Hopefully this answer will help you clarify some things. I don't say anything about Bayesian hypothesis testing, however.
Your model is the probability distribution that generates your data. I can guess that in this case, your model is a normal distribution with mean parameter $\mu$ and variance parameter $\sigma^2$.

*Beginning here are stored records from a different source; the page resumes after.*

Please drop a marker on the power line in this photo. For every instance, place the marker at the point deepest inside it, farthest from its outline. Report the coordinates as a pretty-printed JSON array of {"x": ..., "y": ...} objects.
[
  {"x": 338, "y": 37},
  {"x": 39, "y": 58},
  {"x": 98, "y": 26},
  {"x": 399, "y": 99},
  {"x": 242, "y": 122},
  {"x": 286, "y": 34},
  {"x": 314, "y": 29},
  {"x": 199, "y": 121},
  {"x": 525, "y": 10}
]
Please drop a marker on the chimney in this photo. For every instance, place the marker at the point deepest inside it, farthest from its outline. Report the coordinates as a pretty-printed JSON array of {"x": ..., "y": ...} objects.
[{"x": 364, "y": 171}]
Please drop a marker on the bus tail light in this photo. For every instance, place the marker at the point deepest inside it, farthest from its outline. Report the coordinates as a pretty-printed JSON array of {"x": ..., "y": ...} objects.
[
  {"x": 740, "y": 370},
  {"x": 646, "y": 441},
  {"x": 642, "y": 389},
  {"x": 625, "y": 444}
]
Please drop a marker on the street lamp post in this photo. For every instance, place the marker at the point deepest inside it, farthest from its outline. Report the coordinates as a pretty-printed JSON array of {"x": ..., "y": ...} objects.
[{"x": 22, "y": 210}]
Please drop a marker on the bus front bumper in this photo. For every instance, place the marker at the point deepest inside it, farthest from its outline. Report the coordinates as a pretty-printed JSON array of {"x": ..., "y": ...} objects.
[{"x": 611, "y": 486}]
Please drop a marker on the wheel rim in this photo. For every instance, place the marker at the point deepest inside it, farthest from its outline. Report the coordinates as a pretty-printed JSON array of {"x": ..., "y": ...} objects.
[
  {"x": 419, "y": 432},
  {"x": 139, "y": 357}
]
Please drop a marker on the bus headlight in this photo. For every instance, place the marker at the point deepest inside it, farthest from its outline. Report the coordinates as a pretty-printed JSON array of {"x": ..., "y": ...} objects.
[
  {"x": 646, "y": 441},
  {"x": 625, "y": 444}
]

Your data is assumed to be a bunch of realized random variables drawn from this model. I am guessing that you assume you have a random sample, so $\xi_1,\ldots,\xi_n$ are assumed to be independently and identically drawn from the normal distribution I just mentioned. Let's write this as $$ \xi_1,\ldots,\xi_n \overset{iid}{\sim} \text{Normal}(\mu,\sigma^2). $$ Another way to write this is that the joint density or likelihood of all your data is $$ f(\xi_1, \ldots, \xi_n ; \mu, \sigma^2) = (2\pi\sigma^2)^{-n/2}\exp\left[-\frac{\sum_i (\xi_i-\mu)^2}{2\sigma^2} \right]. $$
If you think of this as a function of your data, and assume some parameters are known, you can do things with this density, like calculate means, variances, find probabilities, etc. If you have some known fixed data, you can think of it as a function in the parameters, and do things like find the most likely parameters via maximizing the likelihood.
In real life, you don't know all of the parameters of your distribution usually, though. In hypothesis testing, you make up some claim or hypothesis about your model or data, and then test the claim. You always end up either rejecting the claim or failing to reject it.
The claim is the null hypothesis, and it is usually denoted by $H_0$. You assume it's true, calculate some test statistic, and then calculate how "rare" your observed data was. If it's too rare, then you reject this null hypothesis in favor of an alternative hypothesis because your assumption about $H_0$ is probably wrong. In your case I would write these two as $$ H_0: \mu = \mu_0 $$ and $$ H_a: \mu > \mu_0. $$ Here $\mu$ is the true unknown mean, and $\mu_0$ is the specific value you think your mean might be equal to.
One-sided tests:
Let $\mu_1$ be an alternative parameter that's greater than $\mu_0$. The Neyman-Pearson Lemma suggests you reject in favor of $H_a$ when $$ \frac{f(\xi_1, \ldots, \xi_n ; \mu_1, \sigma^2) }{f(\xi_1, \ldots, \xi_n ; \mu_0, \sigma^2) } $$ is greater than some threshold. This is equivalent to rejecting if $$ \frac{\sqrt{n}(\bar{X} - \mu_0) }{\sigma} > z_{\alpha} $$ for an $\alpha$ level test if $\sigma$ is known, or rejecting when $$ \frac{\sqrt{n}(\bar{X} - \mu_0) }{s} > t_{\alpha,n-1} $$ when $\sigma$ is unknown. This test is guaranteed to be uniformly most powerful.
Two-sided tests
You mention you want to calculate the likelihood ratio test. This is more suited to two-sided tests. You would calculate $$ \frac{\sup_{\sigma^2 \in \mathbb{R}^+} f(\xi_1, \ldots, \xi_n ; \mu_0, \sigma^2) }{\sup_{\mu,\sigma^2 \in \mathbb{R} \times \mathbb{R}^+} f(\xi_1, \ldots, \xi_n ; \mu, \sigma^2) } = \frac{\sum_i(x_i-\bar{x})^2 }{\sum_i(x_i - \mu_0^2) }, $$ and then calculate it's p-value, rejecting when it's small. You can do this a few different ways, but i would recommend just googling "two sided two-sample t-test for normal data" and then just use an implementation in some software package.